Die Europäische Kommission hat am 22. September 2006 einen Vorschlag für eine Richtlinie zur Schaffung eines Ordnungsrahmens für den Bodenschutz vorgelegt. Die vorgeschlagene Richtlinie umfasst u. a. die Verpflichtung der Landnutzer, Vorsorgemaßnahmen zu ergreifen, wenn zu erwarten ist, dass die Art ihrer Bodennutzung die Bodenfunktion deutlich beeinträchtigt (Art. 4 der Richtlinie). Zusätzlich fordert die Richtlinie die Aufstellung eines Verzeichnisses verunreinigter Standorte, die Schaffung eines Mecha nismus zur Finanzierung der Sanierung „herrenloser" Standorte, die Erstellung eines Berichts über den Zustand der Böden und die Festlegung einer nationalen Sanierungsstrategie für die ermittelten verunreinigten Standorte.

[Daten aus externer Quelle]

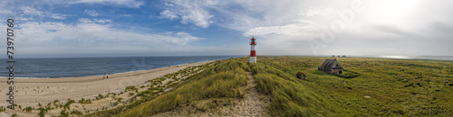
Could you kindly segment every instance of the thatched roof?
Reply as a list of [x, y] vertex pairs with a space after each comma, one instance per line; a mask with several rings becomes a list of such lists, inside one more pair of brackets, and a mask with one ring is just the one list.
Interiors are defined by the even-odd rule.
[[332, 69], [333, 68], [342, 68], [337, 59], [325, 59], [325, 61], [319, 67], [323, 69]]

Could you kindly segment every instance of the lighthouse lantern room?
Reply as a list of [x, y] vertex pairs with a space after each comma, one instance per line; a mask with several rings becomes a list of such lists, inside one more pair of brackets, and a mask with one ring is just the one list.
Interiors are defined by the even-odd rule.
[[255, 50], [255, 46], [256, 46], [256, 42], [255, 42], [255, 37], [252, 37], [251, 40], [252, 42], [250, 42], [250, 63], [256, 63], [256, 50]]

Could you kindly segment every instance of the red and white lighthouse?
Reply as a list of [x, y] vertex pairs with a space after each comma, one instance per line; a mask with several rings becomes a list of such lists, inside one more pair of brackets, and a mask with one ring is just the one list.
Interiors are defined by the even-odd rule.
[[252, 42], [250, 42], [250, 63], [256, 63], [256, 42], [255, 42], [255, 37], [252, 37]]

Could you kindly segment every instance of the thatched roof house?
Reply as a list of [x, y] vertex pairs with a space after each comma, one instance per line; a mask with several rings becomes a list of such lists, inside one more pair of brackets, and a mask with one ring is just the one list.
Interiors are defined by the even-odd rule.
[[342, 65], [340, 65], [336, 58], [325, 59], [325, 61], [320, 67], [318, 67], [318, 70], [323, 71], [328, 74], [342, 74]]

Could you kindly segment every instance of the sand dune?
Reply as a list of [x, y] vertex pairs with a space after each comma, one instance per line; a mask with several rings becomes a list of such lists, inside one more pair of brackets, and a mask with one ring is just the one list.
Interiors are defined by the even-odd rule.
[[[108, 79], [102, 78], [102, 76], [70, 78], [14, 79], [14, 104], [24, 108], [26, 106], [37, 106], [38, 103], [45, 104], [54, 100], [65, 101], [69, 98], [76, 101], [82, 98], [92, 99], [100, 94], [124, 91], [126, 86], [142, 85], [149, 79], [156, 78], [165, 74], [177, 72], [187, 67], [203, 65], [213, 61], [214, 60], [179, 65], [178, 67], [113, 74], [110, 75]], [[4, 107], [9, 105], [5, 101], [7, 98], [5, 94], [9, 87], [9, 86], [6, 85], [6, 80], [5, 78], [0, 79], [0, 84], [2, 84], [0, 85], [0, 93], [3, 94], [0, 95], [0, 106]], [[14, 111], [7, 109], [6, 112], [0, 115], [21, 112], [24, 113], [24, 112], [18, 108]], [[55, 112], [58, 113], [59, 112], [55, 111]], [[35, 113], [30, 113], [30, 115], [35, 115]]]

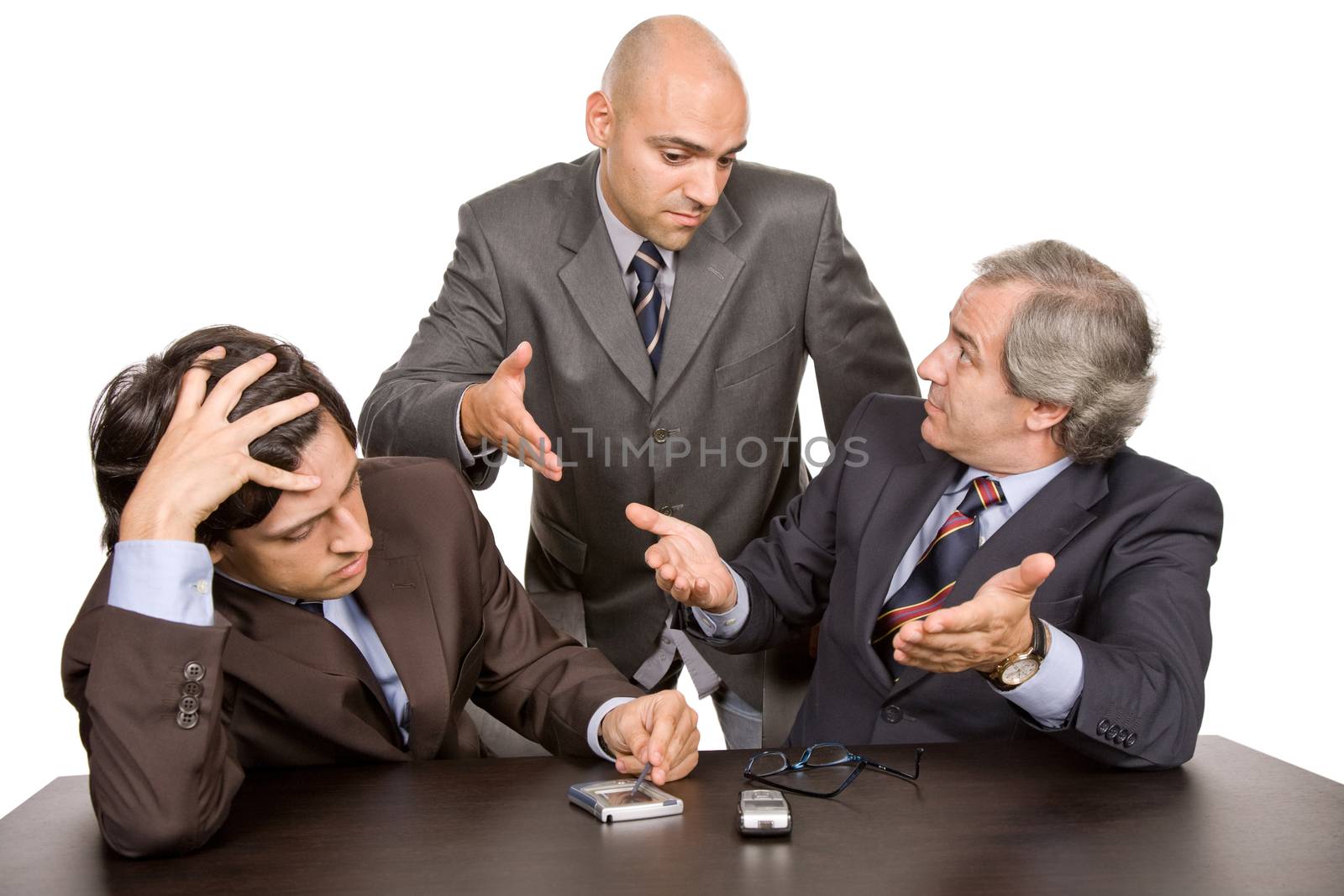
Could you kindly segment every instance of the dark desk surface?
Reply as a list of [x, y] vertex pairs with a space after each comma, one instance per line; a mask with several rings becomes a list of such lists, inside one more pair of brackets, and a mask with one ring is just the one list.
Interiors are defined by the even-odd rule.
[[[906, 747], [859, 748], [909, 768]], [[569, 759], [251, 772], [200, 852], [102, 845], [87, 778], [0, 819], [0, 891], [1152, 892], [1344, 891], [1344, 785], [1222, 737], [1163, 772], [1099, 768], [1050, 742], [937, 744], [918, 786], [866, 771], [833, 801], [789, 797], [788, 840], [735, 832], [749, 752], [706, 752], [673, 818], [599, 825]], [[607, 881], [602, 885], [599, 881]]]

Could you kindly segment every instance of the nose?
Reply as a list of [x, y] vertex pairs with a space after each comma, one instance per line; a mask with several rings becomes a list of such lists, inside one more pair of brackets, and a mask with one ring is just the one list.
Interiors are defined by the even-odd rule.
[[681, 192], [685, 193], [685, 197], [706, 211], [718, 204], [720, 189], [722, 184], [719, 183], [719, 167], [712, 159], [704, 160], [699, 165], [694, 165], [689, 177], [681, 187]]
[[374, 547], [374, 536], [368, 527], [348, 508], [336, 512], [336, 537], [332, 539], [332, 553], [363, 553]]
[[[946, 345], [946, 343], [943, 345]], [[946, 383], [946, 368], [942, 365], [942, 357], [939, 356], [943, 345], [933, 349], [925, 360], [919, 361], [919, 367], [915, 371], [919, 373], [919, 379], [929, 380], [930, 383], [937, 383], [939, 386]]]

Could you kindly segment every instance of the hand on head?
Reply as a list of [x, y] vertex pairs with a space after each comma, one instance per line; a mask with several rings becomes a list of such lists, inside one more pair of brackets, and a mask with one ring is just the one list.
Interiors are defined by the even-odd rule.
[[659, 536], [657, 544], [644, 552], [644, 562], [653, 570], [653, 579], [663, 591], [687, 606], [710, 613], [734, 607], [738, 594], [732, 576], [704, 529], [644, 504], [628, 504], [625, 517]]
[[317, 396], [304, 392], [228, 420], [243, 391], [276, 365], [265, 352], [222, 376], [206, 394], [208, 364], [224, 357], [215, 347], [181, 377], [177, 404], [168, 429], [121, 514], [121, 540], [176, 539], [194, 541], [196, 527], [246, 482], [308, 492], [321, 485], [316, 476], [289, 473], [253, 459], [247, 446], [281, 423], [317, 407]]
[[481, 445], [503, 447], [552, 482], [560, 480], [560, 458], [523, 404], [532, 347], [519, 343], [495, 375], [462, 394], [462, 439], [473, 451]]
[[985, 582], [970, 600], [900, 626], [892, 656], [930, 672], [993, 670], [1031, 645], [1031, 599], [1054, 568], [1052, 556], [1032, 553]]
[[684, 778], [700, 760], [699, 716], [676, 690], [659, 690], [632, 700], [602, 719], [602, 740], [616, 767], [629, 775], [653, 763], [649, 778], [664, 785]]

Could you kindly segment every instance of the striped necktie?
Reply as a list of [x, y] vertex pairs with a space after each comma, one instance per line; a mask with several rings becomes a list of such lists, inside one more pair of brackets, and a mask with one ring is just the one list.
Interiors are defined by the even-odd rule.
[[899, 665], [891, 656], [892, 635], [911, 619], [922, 619], [942, 606], [957, 584], [961, 570], [980, 547], [976, 517], [985, 508], [1003, 502], [1004, 493], [999, 482], [988, 476], [972, 480], [966, 497], [938, 529], [910, 578], [887, 598], [872, 626], [872, 646], [894, 676], [899, 674]]
[[638, 289], [634, 290], [634, 320], [640, 325], [640, 336], [644, 337], [644, 351], [649, 353], [649, 364], [653, 365], [655, 375], [659, 372], [659, 361], [663, 360], [664, 332], [667, 328], [667, 306], [659, 293], [657, 277], [663, 270], [663, 255], [652, 242], [640, 243], [640, 250], [630, 261], [634, 275], [640, 279]]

Ergänzend dazu würden Verkäufer oder voraussichtliche Käufer verpflichtet, bei jedem Verkauf von Land, auf dem eine potenziell verunreinigende Tätigkeit stattgefunden hat bzw. stattfindet, einen Bodenzustandsbericht vorzulegen. Nach Artikel 12 Abs. 2 Satz 2 lit. b der Bodenschutzrichtlinie enthält der Bodenzustandsbericht „eine chemische Analyse zur Bestimmung der Konzentration der gefährlichen Stoffe im Boden, die sich auf Stoffe beschränkt, die im Zusammenhang mit der potenziell verschmutzenden Tätigkeit an dem Standort stehen".

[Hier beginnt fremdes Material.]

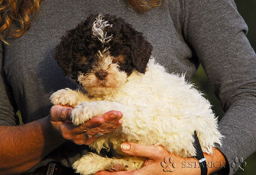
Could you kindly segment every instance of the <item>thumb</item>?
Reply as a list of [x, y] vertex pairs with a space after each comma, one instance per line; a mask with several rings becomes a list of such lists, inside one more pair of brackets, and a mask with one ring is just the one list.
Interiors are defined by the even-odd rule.
[[155, 160], [163, 150], [160, 146], [142, 145], [137, 143], [124, 142], [121, 145], [122, 152], [130, 156], [144, 157]]
[[51, 108], [51, 120], [70, 120], [73, 108], [69, 106], [55, 105]]

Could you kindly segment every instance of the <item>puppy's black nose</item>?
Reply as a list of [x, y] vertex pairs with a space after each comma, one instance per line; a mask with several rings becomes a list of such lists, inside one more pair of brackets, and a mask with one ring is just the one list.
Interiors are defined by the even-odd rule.
[[99, 80], [103, 80], [108, 76], [108, 73], [103, 70], [100, 70], [96, 72], [95, 74]]

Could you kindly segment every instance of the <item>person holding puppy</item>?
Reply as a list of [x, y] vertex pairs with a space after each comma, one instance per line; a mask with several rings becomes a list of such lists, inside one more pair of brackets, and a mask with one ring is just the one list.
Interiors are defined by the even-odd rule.
[[[69, 122], [72, 108], [51, 109], [49, 97], [53, 91], [76, 88], [75, 83], [64, 78], [55, 62], [54, 48], [66, 31], [97, 13], [121, 16], [144, 34], [153, 45], [156, 61], [170, 72], [187, 72], [189, 80], [199, 62], [204, 66], [226, 111], [220, 122], [226, 138], [212, 155], [205, 155], [207, 161], [220, 161], [228, 167], [236, 157], [245, 159], [253, 152], [255, 52], [245, 37], [247, 27], [233, 1], [2, 1], [0, 157], [5, 159], [0, 160], [0, 174], [42, 172], [46, 166], [47, 169], [59, 166], [56, 173], [60, 173], [86, 153], [87, 148], [77, 145], [90, 144], [97, 138], [96, 134], [111, 132], [121, 124], [122, 114], [110, 111], [77, 128]], [[19, 37], [11, 39], [10, 35]], [[15, 122], [18, 109], [23, 126]], [[195, 161], [179, 157], [160, 147], [125, 143], [121, 148], [125, 153], [148, 160], [137, 172], [113, 174], [168, 173], [160, 166], [164, 157], [173, 157], [176, 164]], [[208, 168], [208, 173], [222, 167], [215, 168]], [[230, 173], [232, 170], [229, 169]], [[198, 168], [181, 166], [173, 173], [188, 171], [200, 173]]]

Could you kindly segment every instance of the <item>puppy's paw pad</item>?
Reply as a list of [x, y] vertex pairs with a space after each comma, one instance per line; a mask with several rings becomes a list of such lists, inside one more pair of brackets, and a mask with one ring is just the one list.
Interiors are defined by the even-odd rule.
[[108, 168], [106, 170], [109, 170], [110, 172], [115, 171], [126, 171], [129, 170], [128, 165], [124, 164], [116, 163], [115, 164], [111, 164]]
[[83, 124], [93, 116], [92, 111], [88, 107], [86, 102], [77, 105], [71, 113], [72, 122], [75, 126]]

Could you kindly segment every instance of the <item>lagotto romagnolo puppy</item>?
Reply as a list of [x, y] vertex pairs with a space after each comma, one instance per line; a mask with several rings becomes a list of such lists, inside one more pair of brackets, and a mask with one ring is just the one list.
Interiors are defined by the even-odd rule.
[[[150, 59], [152, 47], [123, 19], [92, 15], [69, 31], [56, 49], [55, 59], [65, 75], [71, 74], [80, 89], [59, 90], [53, 105], [74, 107], [75, 126], [110, 110], [121, 111], [121, 126], [90, 145], [99, 152], [114, 150], [114, 157], [90, 153], [73, 165], [82, 174], [114, 170], [138, 169], [144, 159], [127, 156], [124, 141], [158, 145], [183, 157], [196, 155], [196, 131], [203, 151], [212, 153], [222, 136], [208, 101], [183, 76], [167, 73]], [[160, 165], [159, 165], [160, 166]]]

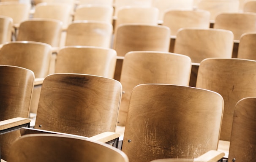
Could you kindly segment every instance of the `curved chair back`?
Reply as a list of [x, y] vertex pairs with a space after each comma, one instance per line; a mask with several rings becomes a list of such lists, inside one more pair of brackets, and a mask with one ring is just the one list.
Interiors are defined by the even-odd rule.
[[114, 132], [122, 94], [115, 80], [53, 74], [43, 83], [35, 128], [90, 137]]
[[142, 84], [132, 92], [122, 150], [130, 161], [197, 157], [216, 150], [224, 103], [213, 91]]
[[123, 151], [107, 144], [53, 134], [22, 136], [12, 146], [8, 161], [129, 162]]
[[188, 86], [191, 65], [186, 56], [156, 51], [133, 51], [125, 56], [121, 74], [123, 94], [118, 125], [125, 126], [132, 89], [142, 84]]
[[76, 73], [113, 78], [117, 52], [111, 49], [66, 46], [58, 52], [55, 73]]
[[220, 139], [230, 141], [234, 108], [243, 98], [256, 96], [256, 61], [209, 58], [198, 70], [196, 87], [219, 93], [225, 106]]

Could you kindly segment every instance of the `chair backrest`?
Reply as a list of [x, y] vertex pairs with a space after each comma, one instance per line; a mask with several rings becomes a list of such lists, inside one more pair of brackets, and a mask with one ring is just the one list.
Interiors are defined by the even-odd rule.
[[220, 139], [230, 141], [235, 104], [241, 99], [256, 96], [256, 61], [210, 58], [202, 61], [196, 87], [219, 93], [225, 106]]
[[164, 14], [163, 25], [171, 30], [171, 35], [176, 35], [182, 27], [209, 28], [210, 13], [205, 10], [169, 10]]
[[0, 121], [27, 118], [35, 76], [24, 68], [0, 65]]
[[120, 81], [123, 92], [118, 114], [118, 125], [125, 124], [132, 89], [142, 84], [188, 86], [191, 59], [186, 56], [154, 51], [133, 51], [125, 56]]
[[215, 19], [214, 27], [233, 32], [235, 40], [239, 40], [242, 34], [256, 32], [256, 13], [223, 13]]
[[59, 47], [62, 22], [53, 19], [31, 19], [23, 22], [19, 28], [16, 40], [33, 41]]
[[245, 1], [242, 10], [244, 12], [256, 12], [256, 0], [250, 0]]
[[74, 20], [99, 21], [112, 23], [114, 8], [103, 5], [80, 5], [74, 13]]
[[71, 22], [73, 9], [71, 5], [65, 3], [40, 3], [35, 6], [33, 17], [60, 20], [65, 28]]
[[35, 42], [13, 41], [0, 50], [0, 65], [19, 66], [32, 70], [35, 78], [48, 75], [52, 55], [49, 44]]
[[58, 52], [55, 73], [76, 73], [113, 78], [117, 52], [93, 46], [66, 46]]
[[174, 52], [189, 56], [192, 62], [209, 57], [231, 58], [234, 35], [216, 29], [184, 28], [179, 30]]
[[122, 150], [131, 162], [197, 157], [216, 150], [223, 99], [213, 91], [142, 84], [131, 96]]
[[71, 136], [25, 135], [12, 146], [8, 162], [128, 162], [123, 151], [106, 144]]
[[122, 94], [118, 81], [54, 74], [43, 83], [35, 128], [91, 137], [114, 132]]
[[169, 51], [170, 29], [168, 27], [126, 24], [116, 29], [113, 48], [117, 56], [124, 56], [131, 51]]
[[197, 4], [197, 8], [209, 11], [210, 20], [215, 21], [216, 16], [223, 12], [237, 12], [239, 0], [202, 0]]
[[256, 60], [256, 32], [246, 33], [241, 36], [237, 58]]
[[256, 160], [256, 97], [240, 100], [234, 109], [229, 160]]
[[169, 9], [189, 9], [193, 8], [193, 0], [152, 0], [152, 6], [159, 10], [158, 19], [163, 20], [164, 13]]
[[75, 21], [67, 29], [65, 46], [86, 46], [110, 48], [113, 26], [109, 23]]
[[20, 24], [29, 18], [30, 3], [18, 2], [0, 3], [0, 15], [11, 17], [14, 24]]
[[0, 44], [11, 40], [13, 24], [12, 18], [0, 16]]
[[156, 25], [159, 11], [155, 7], [126, 6], [120, 8], [117, 13], [115, 29], [120, 24], [139, 23]]

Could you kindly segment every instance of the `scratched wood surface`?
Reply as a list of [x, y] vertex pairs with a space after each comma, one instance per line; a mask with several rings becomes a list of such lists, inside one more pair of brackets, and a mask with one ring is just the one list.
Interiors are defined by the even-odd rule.
[[45, 79], [35, 128], [90, 137], [114, 132], [122, 94], [118, 81], [55, 74]]
[[134, 51], [125, 57], [120, 78], [124, 92], [118, 115], [118, 125], [125, 124], [132, 89], [140, 84], [168, 84], [188, 86], [191, 59], [168, 52]]
[[225, 106], [220, 140], [230, 141], [236, 104], [243, 98], [256, 96], [256, 61], [212, 58], [200, 63], [196, 87], [219, 93]]
[[216, 150], [223, 107], [213, 92], [142, 84], [132, 92], [122, 151], [130, 162], [197, 157]]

Die Kosten, die unmittelbar aus der vorgeschlagenen Richtlinie entstehen und hauptsächlich auf die Verpflichtung zur Beschreibung von Risikogebieten und zur Erstellung des Verzeichnisses kontaminierter Standorte zurückzuführen sind, werden für die EU25 in den ersten fünf Jahren auf jährlich 290 Mio. Euro und in den darauf folgenden 20 Jahren auf 240 Mio. Euro geschätzt.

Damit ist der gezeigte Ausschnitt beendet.